The information is passed to the software, usually the work order component 126 associated with the printer, whereafter the information is processed and stored in a customer information database 128, a basic job detail database 130, or an administration database 132 (also associated with the printer). Following a series of predetermined processing steps, the work order component 126 interacts with various software; e.g., a login component, to generate and email various information to the customer. The information includes, for example, a login, a sales quotation based on the work requested, a PWO, and a confirmation of receipt of the customer's files.
The work order component 126 also selects a portion or all of the information electronically or digitally passed to the outsourcing component 134 for analysis and determination of work order requirements pertinent to outside services. Once the analysis and determinations are complete, the outsourcing component routes the work order, information, related files, etc. to one or more service providers 136 via a communications network 124 such as the Internet.
Alternatively, the website server 118 and its associated software 120 bypass the storage repositories typically associated with a printer and electronically or digitally forward the work order request, information, files, etc. directly to outsourcing component 134 for delivery to one or more service providers 136 via the communications network 124.
Upon completion of the services by the service provider 136, the products are electronically or digitally forwarded to the work order component 126 for finalization services, if necessary, and delivery to the customer.
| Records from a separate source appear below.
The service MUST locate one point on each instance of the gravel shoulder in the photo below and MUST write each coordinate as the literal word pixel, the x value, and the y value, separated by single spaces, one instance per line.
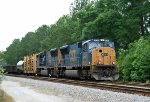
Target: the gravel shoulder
pixel 29 90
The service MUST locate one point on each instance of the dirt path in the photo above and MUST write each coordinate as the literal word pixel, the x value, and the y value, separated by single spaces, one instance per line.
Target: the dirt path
pixel 25 94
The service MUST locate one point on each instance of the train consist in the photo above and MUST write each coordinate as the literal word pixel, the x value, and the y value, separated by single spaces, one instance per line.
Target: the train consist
pixel 91 59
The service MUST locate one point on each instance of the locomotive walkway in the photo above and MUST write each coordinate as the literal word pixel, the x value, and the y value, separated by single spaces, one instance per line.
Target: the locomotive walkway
pixel 141 89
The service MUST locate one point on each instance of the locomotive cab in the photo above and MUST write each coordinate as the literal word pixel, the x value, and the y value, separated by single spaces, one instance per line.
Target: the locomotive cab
pixel 100 56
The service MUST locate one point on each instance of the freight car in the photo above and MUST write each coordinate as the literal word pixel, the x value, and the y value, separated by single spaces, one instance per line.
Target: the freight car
pixel 93 58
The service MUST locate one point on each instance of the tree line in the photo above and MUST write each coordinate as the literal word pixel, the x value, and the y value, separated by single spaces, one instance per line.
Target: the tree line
pixel 126 22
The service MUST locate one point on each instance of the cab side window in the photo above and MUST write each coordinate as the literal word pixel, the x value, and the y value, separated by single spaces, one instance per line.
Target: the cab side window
pixel 85 47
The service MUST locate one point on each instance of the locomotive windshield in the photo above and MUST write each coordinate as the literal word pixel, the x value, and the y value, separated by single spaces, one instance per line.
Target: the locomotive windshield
pixel 96 44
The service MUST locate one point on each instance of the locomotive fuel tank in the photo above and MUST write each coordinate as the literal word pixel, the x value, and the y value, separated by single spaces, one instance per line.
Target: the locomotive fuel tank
pixel 72 73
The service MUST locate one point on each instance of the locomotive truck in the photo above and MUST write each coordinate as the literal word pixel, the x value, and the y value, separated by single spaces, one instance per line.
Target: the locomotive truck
pixel 90 59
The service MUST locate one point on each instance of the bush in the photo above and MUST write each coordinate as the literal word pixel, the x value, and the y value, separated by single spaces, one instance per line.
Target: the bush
pixel 134 63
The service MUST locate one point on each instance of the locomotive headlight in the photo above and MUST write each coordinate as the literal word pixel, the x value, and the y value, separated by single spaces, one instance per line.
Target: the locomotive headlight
pixel 113 62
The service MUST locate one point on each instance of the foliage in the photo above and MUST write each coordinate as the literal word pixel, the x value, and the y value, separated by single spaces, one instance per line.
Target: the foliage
pixel 2 72
pixel 134 63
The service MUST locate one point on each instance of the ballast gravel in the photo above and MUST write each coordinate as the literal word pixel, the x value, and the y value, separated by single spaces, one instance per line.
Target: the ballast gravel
pixel 71 93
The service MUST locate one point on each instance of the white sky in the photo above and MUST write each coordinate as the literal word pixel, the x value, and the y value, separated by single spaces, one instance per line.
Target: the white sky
pixel 17 17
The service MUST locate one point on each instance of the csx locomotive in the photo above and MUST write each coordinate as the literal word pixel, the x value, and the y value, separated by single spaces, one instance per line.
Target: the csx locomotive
pixel 91 59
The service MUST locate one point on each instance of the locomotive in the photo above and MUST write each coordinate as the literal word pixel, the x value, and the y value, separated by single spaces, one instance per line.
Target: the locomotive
pixel 90 59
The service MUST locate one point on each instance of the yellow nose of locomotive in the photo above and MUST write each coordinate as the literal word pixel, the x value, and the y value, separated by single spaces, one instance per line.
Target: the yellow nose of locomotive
pixel 103 56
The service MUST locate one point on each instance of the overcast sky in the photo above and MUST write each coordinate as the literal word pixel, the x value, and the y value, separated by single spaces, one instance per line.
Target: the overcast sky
pixel 17 17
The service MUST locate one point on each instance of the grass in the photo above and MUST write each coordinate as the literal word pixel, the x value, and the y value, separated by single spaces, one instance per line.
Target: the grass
pixel 4 97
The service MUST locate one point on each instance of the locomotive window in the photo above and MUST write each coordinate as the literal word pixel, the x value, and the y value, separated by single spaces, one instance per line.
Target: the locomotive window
pixel 85 47
pixel 93 45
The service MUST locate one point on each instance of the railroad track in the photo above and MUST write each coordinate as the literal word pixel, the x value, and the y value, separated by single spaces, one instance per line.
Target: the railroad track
pixel 141 89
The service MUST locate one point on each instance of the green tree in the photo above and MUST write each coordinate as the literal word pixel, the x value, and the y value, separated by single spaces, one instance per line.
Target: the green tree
pixel 134 63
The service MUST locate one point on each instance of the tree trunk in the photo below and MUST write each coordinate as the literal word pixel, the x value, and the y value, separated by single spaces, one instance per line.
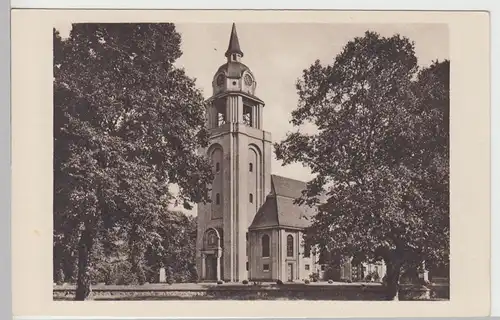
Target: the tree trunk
pixel 393 275
pixel 84 252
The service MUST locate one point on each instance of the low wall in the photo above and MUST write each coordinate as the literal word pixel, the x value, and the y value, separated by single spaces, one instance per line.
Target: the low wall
pixel 226 292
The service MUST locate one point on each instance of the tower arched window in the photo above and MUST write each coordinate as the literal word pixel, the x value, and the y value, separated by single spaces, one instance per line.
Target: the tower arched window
pixel 289 246
pixel 265 246
pixel 247 116
pixel 307 247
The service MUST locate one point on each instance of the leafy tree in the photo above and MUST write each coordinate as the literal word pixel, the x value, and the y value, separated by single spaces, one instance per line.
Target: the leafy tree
pixel 177 248
pixel 127 124
pixel 380 154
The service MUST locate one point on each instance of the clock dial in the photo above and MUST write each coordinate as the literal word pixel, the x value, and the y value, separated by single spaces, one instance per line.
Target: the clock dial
pixel 220 79
pixel 248 80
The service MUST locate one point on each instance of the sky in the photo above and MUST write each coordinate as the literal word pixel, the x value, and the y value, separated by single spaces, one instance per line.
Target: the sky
pixel 278 53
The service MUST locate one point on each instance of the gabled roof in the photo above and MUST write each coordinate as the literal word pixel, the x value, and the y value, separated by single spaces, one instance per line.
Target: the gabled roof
pixel 280 209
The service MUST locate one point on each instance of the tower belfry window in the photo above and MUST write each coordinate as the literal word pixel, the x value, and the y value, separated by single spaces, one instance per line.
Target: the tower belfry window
pixel 247 116
pixel 221 115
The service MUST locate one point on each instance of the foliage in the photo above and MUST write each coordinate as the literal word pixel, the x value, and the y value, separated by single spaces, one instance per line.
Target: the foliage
pixel 314 276
pixel 127 125
pixel 380 154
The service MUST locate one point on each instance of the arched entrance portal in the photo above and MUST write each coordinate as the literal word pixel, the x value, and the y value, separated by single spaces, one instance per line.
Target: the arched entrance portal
pixel 211 255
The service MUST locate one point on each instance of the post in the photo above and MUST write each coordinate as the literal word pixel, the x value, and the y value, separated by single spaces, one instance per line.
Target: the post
pixel 203 256
pixel 163 276
pixel 218 256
In summary, a system and process has been described whereby online work orders may be completed using outside vendors without a customer necessarily being aware that services were not provided by the entity with which the customer primarily interacts. It should be noted that the invention is not limited to any type of function provided by an outside service provider, and would naturally extend to any function that the entity with which the customer interacts is either unwilling or unable to perform. In the print industry, for example, this might include any sort of function related to graphic arts, including layout, stripping, color separations, screen preparation, special type font acquisition, engraving, embossing, stamping, die-cutting, folding, adhesive/sealing, trimming, and so forth. For that matter, printers may engage the services of other printers so as to realize special functions or lower prices. For example, a printer having only a four-color press may engage the services of a printer having a six-color press, a web press, a letter press, or some other piece of equipment that may not physically reside at the primary printing facilities. Therefore, the foregoing examples represent several of the embodiments of the present invention; however, one skilled in the art will recognize that the invention described herein may be implemented in a variety of ways. Therefore, the foregoing examples should be considered illustrative only, and not a limitation of the present invention.